A revolução agrária e a independência nacional (formal) hoje em dia estão praticamente concluídas, com poucas exceções. Por isso, as revoluções do Terceiro Mundo diminuíram. 


Por outro lado, como o Pannekoek observou, é muito mais difícil fazer uma revolução socialista do que uma revolução burguesa. É por isso que parece mais difícil fazer revolução hoje em dia:


Na realidade, para os trabalhadores dos países capitalistas desenvolvidos, da Europa Ocidental e da América, o problema é completamente diferente. A sua tarefa não é derrubar uma monarquia absoluta e atrasada, mas derrotar uma classe que comanda o poder moral e espiritual mais gigantesco que o mundo alguma vez conheceu. A classe trabalhadora não pretende de forma alguma substituir o reinado dos especuladores e monopolizadores sobre a produção desordenada pelo reinado dos altos funcionários sobre a produção regulada de cima. Seu objetivo é gerir a própria produção e organizar o próprio trabalho, base da existência. Então, mas só então, o capitalismo terá sido aniquilado. Contudo, tal objectivo não pode ser alcançado por uma massa ignorante e pelos militantes convictos de um partido que se apresenta sob o disfarce de uma liderança especializada. Para isso é necessário que os próprios trabalhadores, toda a classe, compreendam as condições, as formas e os meios da sua luta, que cada um saiba por si o que deve fazer. É necessário que os próprios trabalhadores, coletiva e individualmente, atuem e decidam e, portanto, formem a sua própria opinião. Essa é a única maneira de construir a partir de baixo uma verdadeira organização de classe, cuja forma se assemelhe ao conselho de trabalhadores.
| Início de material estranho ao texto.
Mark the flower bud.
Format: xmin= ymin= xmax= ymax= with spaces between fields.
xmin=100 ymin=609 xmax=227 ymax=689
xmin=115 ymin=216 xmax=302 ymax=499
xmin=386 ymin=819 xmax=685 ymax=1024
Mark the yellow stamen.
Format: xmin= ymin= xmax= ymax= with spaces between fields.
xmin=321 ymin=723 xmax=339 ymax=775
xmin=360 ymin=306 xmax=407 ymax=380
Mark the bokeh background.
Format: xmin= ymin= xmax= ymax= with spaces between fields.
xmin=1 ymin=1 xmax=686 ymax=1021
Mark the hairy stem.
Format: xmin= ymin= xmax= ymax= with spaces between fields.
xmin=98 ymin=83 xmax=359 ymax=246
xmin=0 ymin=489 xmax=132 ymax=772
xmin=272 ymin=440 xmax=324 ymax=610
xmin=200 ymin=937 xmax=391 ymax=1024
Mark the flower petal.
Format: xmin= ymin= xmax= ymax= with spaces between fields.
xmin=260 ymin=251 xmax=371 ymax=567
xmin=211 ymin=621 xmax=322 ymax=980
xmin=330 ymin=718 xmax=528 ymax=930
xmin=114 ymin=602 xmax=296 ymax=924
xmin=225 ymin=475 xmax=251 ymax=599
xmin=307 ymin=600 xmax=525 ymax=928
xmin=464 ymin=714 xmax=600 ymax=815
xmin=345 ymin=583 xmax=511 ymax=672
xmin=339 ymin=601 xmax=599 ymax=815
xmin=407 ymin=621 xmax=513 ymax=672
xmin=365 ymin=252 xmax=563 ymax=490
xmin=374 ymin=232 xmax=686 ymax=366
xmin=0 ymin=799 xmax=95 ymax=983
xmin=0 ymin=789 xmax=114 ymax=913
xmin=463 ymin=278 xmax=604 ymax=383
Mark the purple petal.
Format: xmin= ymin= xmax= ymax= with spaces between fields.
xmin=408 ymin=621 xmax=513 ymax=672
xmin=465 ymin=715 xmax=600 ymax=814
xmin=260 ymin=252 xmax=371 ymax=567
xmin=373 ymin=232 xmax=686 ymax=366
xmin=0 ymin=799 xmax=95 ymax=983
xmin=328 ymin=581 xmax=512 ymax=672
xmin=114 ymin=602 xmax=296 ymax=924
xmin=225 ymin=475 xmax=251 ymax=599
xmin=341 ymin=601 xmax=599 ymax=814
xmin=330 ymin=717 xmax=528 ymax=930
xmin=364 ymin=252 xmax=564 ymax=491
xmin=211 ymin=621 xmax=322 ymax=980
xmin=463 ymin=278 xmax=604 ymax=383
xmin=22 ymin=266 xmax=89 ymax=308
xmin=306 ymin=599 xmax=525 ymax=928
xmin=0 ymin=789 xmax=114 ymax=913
E, finalmente, é porque uma grande parte do programa socialista já foi colocada em prática. Por exemplo, o Programa de Erfurt da socialdemocracia alemã ou o do Partido Operário Socialdemocrata Russo (com maioria bolchevique) tinham reivindicações como: sufrágio universal pra homens e mulheres, igualdade jurídica entre os sexos, educação pública e gratuita, separação entre Estado e religião, jornada de oito horas, proibição do trabalho infantil, previdência social etc. Não que todos os países tenham conseguido tudo isso, mas boa parte delas, sim, e essas reivindicações do programa mínimo são o horizonte hoje que a maioria das pessoas esperam e consideram inegociável.


Se a gente falasse pra um sindicalista ou uma feminista de 1900 como seria a vida hoje, eles iam achar uma utopia. Mesmo tendo acontecido só reformas, e não uma revolução. 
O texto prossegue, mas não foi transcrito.